Sur les murs de son salon se trouvent 65 cartes et gravures originales des Caraïbes datant de cinq siècles ; la plus ancienne date de 1590. Beaucoup sont aussi défiées sur le plan cartographique qu’un poème de Keats. Certaines montrent le Pacifique à l’est, une erreur facile à commettre si l’on pense que la terre est plate. D’autres ignorent toutes les caractéristiques de l’intérieur des terres, se concentrant entièrement sur les côtes. Un rendu du golfe de Panama – que Balboa a jadis traversé en bateau – présente une péninsule de Chame Point grossièrement surdimensionnée, une erreur peut-être délibérément commise par des arpenteurs hollandais sentant la chaleur les pousser à trouver quelque chose de nouveau pour justifier leurs notes de frais.

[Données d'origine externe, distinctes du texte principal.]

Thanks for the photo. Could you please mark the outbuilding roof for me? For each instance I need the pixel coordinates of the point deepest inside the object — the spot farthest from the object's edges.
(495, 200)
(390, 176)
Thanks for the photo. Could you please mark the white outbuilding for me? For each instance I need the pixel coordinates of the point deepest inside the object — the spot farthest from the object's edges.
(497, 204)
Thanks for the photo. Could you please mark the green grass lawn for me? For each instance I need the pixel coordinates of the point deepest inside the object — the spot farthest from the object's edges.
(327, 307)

Arauz applique magistralement son savoir-faire en matière de jungle aux cartes anciennes du Darién. Il y a trois ans, la bibliothèque du Congrès lui a accordé une bourse de recherche. Pendant son séjour à Washington, il a passé beaucoup de temps à contempler la carte de Waldseemüller, une gravure sur bois du monde en 12 sections, si ancienne que la plus grande inquiétude des utilisateurs visés aurait été de naviguer sur son bord. Publiée dans un monastère français en 1507 – 15 ans après le premier voyage de Christophe Colomb vers le Nouveau Monde -, la carte jette un sérieux doute sur les affirmations de Balboa.
La carte de Waldseemüller est la première à montrer un continent distinct dans l’hémisphère occidental et à porter la légende « Amérique ». Elle suggère que les navigateurs portugais ont d’abord exploré la côte ouest de l’Amérique du Sud et se sont aventurés au nord jusqu’à Acapulco. Le littoral du Chili est rendu avec une telle précision que certains pensent qu’il doit être basé sur des connaissances de première main.

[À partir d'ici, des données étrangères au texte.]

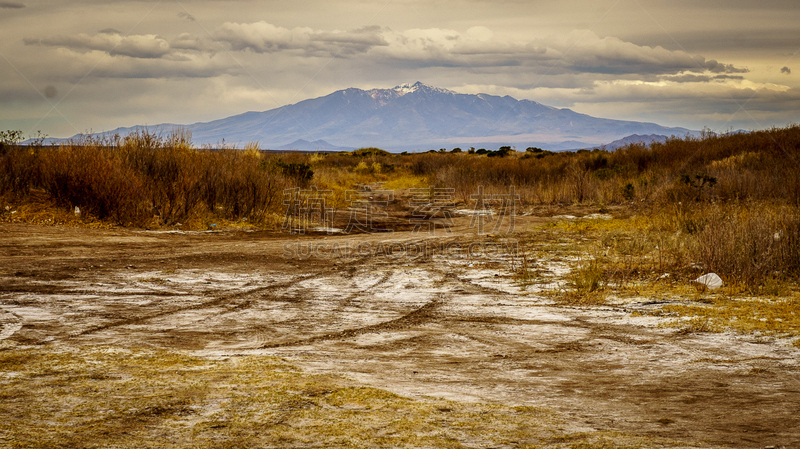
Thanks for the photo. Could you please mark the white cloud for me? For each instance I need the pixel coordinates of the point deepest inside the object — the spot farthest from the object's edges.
(136, 46)
(263, 37)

Même si c’était le cas, soutient Arauz, les navigateurs n’ont rien découvert. « La découverte implique de mettre à jour et de faire prendre conscience au monde », insiste-t-il. « Si la date avait été correcte, la Couronne espagnole l’aurait certainement su. Ils étaient plutôt doués pour l’espionnage cartographique et pour dénicher les connaissances géographiques des nations rivales. »

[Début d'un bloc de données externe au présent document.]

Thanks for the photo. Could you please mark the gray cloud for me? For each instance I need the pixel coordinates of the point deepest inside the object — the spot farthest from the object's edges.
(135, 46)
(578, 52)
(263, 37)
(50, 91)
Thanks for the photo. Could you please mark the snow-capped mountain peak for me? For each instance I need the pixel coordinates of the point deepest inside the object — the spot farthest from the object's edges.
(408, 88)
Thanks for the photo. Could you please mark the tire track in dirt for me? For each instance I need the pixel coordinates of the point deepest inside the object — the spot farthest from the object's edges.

Les Espagnols conservaient à Séville une grande carte secrète appelée Padrón Real, qui était mise à jour dès le retour de chaque expédition. Ce schéma directeur du monde connu était utilisé comme une carte au trésor vers les richesses du monde. « En 1529 encore, la côte chilienne n’apparaissait pas sur le Padrón Real », raconte Arauz, avec le plus malicieux des sourires. « Cela me dit que Balboa était vraiment l’Homme – que, du haut du Pechito Parado, il a aperçu le Pacifique avant tout autre Européen. »
Le conquistador avait laissé son empreinte. Il s’était – on peut le dire sans risque – mis sur la carte.